Google Assistant is a little over a year old now and it has already proven to be one of the best artificial intelligent assistants out there today. In fact, Assistant is now at the heart of almost all Google-owned products and is also being adopted by third-party developers at a rapid pace, so much so that Google CEO Sundar Pichai claimed this week that it is now supported on over a 100 million devices – also indicating the rollout to older versions of Android has been widespread. As AI-related news goes, Google’s DeepMind team also announced this week that it has developed new ways to introduce “imagination-based planning” to AI.
Pichai has lauded Google’s efforts in AI and also mentioned how its Assistant has vastly improved in the past one year, claiming an error rate that is now under 5 percent. Voice accuracy aside, the reason behind the growing adoption of Google Assistant has mainly been due to the fact that the company in December opened its AI to third-party developers and earlier this year made it available for Android Marshmallow users as well. However, Venture Beats notes that Google had mentioned the “100 million devices” back in May, and the company has not updated on the current numbers despite Assistant now making it to the iPhone.
In a recent earnings call, Pichai said, “People are no longer only using a keyboard, mouse, and multi-touch, but are also using emerging inputs like voice and camera to ask questions and get things done in the real world. We are seeing this in the way people interact with the Google Assistant, which is already now available on more than 100 million devices since launching last year, and there is more to come.”
Google’s other AI enterprise is DeepMind, and it has been making great strides in bringing AI closer to humans. One way to do that is by giving AI one of the biggest human characteristics there is: imagination. The team at DeepMind says it has developed ways in which AI can reason possible future outcomes and make decision based on that. It’s something we have already seen with regards to AlphaGo, which recently defeated Ke Jie at the ancient Chinese game of Go.
In a blog post, the DeepMind team says it has created “imagination-augmented agents,” or I2As, that have a neural network which learns to extract any information useful for the agent’s future decisions. These agents can learn to interpret their internal simulations, and can learn different strategies to construct plans. They can choose how they want to imagine by trying out different possible actions separately or together.

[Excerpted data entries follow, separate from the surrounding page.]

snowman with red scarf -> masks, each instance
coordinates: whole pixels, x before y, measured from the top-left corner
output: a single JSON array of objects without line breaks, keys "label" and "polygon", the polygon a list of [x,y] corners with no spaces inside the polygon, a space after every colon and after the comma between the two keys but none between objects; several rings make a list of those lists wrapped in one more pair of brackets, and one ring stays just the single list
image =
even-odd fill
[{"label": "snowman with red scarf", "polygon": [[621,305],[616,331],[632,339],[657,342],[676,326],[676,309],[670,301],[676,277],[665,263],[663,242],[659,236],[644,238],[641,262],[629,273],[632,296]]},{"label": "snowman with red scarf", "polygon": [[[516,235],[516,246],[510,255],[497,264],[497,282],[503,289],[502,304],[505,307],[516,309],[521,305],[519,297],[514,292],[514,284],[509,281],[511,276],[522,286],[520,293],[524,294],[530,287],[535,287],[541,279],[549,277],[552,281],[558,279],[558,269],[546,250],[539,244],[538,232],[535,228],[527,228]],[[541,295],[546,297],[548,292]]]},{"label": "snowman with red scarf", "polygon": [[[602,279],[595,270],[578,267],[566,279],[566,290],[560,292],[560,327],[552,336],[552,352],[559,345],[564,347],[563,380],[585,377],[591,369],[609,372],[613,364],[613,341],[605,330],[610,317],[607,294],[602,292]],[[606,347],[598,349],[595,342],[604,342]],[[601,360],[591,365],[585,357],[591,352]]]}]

The researchers tested the I2As on the puzzle game Sokoban and a spaceship navigation game that requires planning and reasoning, and found that the I2As performed better than agents without the ability to plan and reason.
If that’s not enough, Google’s AI is also working on ways to help make baby food safer. A recent blog post by Kewpie’s Takeshi Ogino notes how the AI in TensorFlow helped Kewpie Corporation ensure food quality, by inspecting ingredients including diced potatoes it uses in baby food. The firm along with partner BrainPad fed around 18,000 photos of food into the machine learning system to recognise food ingredients. This resulted in a new perfect accuracy, managing to recognise more defective ingredients than even a human could. The technology is currently limited to Kewpie’s baby food, but the company hopes to use it with other foods as well.